# Bates Mansion/Addams Family/Munsters house models



## BillyBones (Aug 17, 2011)

If your looking for something different for your village, and you don't mind putting it together you can get the Bates Mansion and the Addams family houses at some hobby shops. The Bates mansion is a little smaller than the Spooky Town pieces(1/87 scale).


----------



## kallie (Dec 4, 2007)

Oh! Those look fun 

*This is off topic, but I liked the old emoticons more


----------



## Gym Whourlfeld (Jan 22, 2003)

I put these two houses together a few years ago, made a diorama with them and was even lucky enough to buy a 1965? Caddy hearse (manufactured in Germany) 1/87th scale, a bargain at $10.oo! I think. It's die-cast, what else would a hearse be ("Die"-Cast!)
The really strange thing about this is how many people have seen these houses and unless you are over a certain age.. you have no idea what these houses are representing, notta clue! (I'm 62yr. old)


----------



## boobear (Jul 2, 2009)

I love these!!! I've never seen them before. How easy are they to put together? I consider myself craftsy (kinda') but my impatience gets in the way. And about how much did they run?


----------



## TrickRTreater (Mar 24, 2011)

Ha, those are great.


----------



## BillyBones (Aug 17, 2011)

Hi Boobear, I've seen them online for anywhere from 25.00-30.00 bucks each. Check your local hobby shops first. Skill level is moderate (10 years old and up) Hope that helps.


----------



## Madame Leota (Sep 19, 2005)

*Love* the Bates house!!! It's probably my favorite of all creepy movie houses, in fact, I have a framed photo of it on my wall. Somehow, though, the Addams Family house doesn't look as much like the TV version. Maybe the tower is a bit off scale? Or it could be that I'm used to seeing it painted white. Oh well, they're still very cool and a great addition to any village!


----------



## spiderqueen (Aug 31, 2009)

I would definitely like to have the Bates house.

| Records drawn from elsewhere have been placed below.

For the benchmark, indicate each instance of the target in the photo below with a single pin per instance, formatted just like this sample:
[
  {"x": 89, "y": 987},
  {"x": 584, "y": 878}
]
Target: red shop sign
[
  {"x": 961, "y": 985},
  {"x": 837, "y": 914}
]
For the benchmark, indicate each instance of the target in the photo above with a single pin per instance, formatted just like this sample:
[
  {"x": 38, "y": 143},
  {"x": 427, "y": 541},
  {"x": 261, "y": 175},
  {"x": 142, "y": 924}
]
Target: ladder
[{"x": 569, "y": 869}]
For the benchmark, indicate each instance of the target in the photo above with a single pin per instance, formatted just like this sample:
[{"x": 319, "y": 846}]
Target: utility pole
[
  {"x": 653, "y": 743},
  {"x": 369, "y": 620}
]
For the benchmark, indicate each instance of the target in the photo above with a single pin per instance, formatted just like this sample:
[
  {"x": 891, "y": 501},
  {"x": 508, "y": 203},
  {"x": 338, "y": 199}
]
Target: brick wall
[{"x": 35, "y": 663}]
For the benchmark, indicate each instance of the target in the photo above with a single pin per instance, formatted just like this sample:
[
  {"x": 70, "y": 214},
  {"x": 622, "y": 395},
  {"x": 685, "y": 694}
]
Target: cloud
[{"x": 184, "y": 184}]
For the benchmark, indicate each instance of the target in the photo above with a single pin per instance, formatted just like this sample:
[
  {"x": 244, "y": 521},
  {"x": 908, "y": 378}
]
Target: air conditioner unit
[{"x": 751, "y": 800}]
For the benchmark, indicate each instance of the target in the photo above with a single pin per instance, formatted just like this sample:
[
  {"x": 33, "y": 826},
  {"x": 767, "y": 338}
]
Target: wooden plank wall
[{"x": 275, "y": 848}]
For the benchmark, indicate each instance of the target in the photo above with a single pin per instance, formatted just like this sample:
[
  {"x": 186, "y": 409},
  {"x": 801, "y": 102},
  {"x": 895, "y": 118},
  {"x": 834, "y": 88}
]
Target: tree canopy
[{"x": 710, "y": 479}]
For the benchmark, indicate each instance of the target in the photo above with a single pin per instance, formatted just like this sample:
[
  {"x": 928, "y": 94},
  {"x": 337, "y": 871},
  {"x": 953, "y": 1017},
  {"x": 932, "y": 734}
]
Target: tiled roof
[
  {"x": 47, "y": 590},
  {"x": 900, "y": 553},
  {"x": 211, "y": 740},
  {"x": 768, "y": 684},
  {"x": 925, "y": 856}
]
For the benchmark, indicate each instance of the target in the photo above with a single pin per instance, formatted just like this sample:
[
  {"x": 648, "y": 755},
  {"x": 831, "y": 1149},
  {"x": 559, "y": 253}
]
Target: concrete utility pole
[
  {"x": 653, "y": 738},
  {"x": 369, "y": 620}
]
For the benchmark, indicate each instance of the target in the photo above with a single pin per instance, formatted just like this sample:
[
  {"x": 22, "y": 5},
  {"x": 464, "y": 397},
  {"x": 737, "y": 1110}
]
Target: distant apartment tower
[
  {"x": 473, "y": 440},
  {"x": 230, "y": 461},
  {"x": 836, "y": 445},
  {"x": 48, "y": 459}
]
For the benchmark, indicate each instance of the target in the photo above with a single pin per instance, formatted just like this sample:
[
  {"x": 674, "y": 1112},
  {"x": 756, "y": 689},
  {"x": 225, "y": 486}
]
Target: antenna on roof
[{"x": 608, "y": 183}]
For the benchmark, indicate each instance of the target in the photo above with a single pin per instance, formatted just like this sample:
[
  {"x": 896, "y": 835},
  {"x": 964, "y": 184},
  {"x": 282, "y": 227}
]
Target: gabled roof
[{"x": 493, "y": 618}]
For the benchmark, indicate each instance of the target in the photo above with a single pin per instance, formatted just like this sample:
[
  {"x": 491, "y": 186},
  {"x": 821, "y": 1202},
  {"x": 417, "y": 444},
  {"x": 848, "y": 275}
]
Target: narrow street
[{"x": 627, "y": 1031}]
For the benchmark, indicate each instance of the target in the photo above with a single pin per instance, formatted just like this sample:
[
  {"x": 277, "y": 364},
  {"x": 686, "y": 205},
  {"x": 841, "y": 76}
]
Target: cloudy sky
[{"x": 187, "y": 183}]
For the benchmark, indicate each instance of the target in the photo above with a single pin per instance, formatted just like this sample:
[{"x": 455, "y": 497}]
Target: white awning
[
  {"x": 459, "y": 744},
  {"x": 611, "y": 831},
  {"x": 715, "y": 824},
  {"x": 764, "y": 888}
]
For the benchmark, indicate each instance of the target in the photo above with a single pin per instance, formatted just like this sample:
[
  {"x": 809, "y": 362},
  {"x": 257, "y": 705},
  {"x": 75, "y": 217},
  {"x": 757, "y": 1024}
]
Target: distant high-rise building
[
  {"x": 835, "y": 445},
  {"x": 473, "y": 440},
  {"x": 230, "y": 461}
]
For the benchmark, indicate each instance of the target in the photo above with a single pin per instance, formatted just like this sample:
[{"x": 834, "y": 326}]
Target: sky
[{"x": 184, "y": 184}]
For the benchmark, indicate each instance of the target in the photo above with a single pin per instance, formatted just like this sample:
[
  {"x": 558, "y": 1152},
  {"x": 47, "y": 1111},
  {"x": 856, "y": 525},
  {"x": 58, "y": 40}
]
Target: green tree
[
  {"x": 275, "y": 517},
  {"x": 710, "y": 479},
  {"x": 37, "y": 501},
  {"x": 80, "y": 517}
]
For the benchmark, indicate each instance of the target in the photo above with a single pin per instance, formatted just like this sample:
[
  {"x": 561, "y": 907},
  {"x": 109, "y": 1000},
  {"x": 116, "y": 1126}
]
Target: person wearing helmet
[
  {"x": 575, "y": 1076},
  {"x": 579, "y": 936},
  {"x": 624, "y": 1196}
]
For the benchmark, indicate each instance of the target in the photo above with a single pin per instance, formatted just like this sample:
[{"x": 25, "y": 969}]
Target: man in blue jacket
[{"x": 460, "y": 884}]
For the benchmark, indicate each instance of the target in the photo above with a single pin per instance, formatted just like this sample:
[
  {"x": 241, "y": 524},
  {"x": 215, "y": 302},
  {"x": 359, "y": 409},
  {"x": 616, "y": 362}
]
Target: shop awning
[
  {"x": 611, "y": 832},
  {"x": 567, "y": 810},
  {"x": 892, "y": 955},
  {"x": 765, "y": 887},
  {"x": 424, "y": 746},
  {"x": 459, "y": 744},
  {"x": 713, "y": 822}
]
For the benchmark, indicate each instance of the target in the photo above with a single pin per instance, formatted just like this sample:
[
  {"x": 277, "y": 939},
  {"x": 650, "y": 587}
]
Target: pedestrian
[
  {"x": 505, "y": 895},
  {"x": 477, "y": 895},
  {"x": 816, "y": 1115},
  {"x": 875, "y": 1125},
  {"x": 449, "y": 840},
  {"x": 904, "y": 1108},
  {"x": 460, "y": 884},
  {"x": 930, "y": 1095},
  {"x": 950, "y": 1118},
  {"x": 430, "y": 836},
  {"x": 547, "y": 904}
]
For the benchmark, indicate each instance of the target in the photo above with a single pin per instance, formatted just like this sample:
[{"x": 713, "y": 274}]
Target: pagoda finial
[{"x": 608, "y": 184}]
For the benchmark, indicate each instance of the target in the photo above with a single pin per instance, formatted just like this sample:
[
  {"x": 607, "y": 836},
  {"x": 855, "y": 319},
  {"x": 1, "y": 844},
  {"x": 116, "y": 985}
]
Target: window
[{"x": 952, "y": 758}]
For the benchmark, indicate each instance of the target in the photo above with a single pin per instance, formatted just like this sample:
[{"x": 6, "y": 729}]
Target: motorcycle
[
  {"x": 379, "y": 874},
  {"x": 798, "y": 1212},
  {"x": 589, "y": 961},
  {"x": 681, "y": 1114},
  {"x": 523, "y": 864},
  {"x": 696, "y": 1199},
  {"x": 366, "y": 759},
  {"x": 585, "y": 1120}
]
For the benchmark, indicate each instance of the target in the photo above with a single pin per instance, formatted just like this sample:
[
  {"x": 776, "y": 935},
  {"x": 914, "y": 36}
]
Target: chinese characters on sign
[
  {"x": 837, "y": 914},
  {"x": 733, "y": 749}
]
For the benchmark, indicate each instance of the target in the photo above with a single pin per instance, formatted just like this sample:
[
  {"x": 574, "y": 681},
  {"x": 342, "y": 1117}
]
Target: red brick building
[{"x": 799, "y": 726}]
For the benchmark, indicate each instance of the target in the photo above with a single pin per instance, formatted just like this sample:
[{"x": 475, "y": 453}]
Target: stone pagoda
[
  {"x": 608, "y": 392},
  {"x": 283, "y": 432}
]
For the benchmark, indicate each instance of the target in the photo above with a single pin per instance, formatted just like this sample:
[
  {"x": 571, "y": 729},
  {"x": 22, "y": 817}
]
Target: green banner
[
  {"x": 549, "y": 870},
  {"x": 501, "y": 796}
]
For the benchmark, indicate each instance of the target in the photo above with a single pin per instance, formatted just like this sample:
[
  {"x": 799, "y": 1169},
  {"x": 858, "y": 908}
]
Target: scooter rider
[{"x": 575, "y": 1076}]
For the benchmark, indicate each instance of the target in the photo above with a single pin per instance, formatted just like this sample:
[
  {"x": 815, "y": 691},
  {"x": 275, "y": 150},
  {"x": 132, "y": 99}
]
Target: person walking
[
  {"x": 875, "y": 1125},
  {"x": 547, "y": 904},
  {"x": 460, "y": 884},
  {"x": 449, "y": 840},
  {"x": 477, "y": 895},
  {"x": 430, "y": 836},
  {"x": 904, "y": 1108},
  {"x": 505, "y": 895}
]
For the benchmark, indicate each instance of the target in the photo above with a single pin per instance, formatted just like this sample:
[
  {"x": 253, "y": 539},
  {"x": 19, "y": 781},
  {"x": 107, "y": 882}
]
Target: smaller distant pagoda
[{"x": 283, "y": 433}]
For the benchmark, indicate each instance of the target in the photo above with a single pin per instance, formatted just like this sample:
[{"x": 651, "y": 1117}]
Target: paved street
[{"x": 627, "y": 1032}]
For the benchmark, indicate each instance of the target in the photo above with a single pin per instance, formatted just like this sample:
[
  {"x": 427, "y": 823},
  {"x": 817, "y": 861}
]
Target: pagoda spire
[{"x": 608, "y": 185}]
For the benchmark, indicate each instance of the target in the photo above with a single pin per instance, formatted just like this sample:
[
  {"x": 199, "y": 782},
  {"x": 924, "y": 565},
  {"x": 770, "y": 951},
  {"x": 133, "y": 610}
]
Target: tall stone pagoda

Edited to add: I would rather have the real thing, but I'll settle for this.


----------



## BillyBones (Aug 17, 2011)

Close up of Addams Family


----------



## GobbyGruesome (Sep 14, 2005)

Looks wonderful, Billy. I've got the Bates Mansion sitting in my closet waiting for me to put it together, along with a bunch of others. This might be the inspiration I need to get going.


----------



## BillyBones (Aug 17, 2011)

GobbyGruesome said:


> Looks wonderful, Billy. I've got the Bates Mansion sitting in my closet waiting for me to put it together, along with a bunch of others. This might be the inspiration I need to get going.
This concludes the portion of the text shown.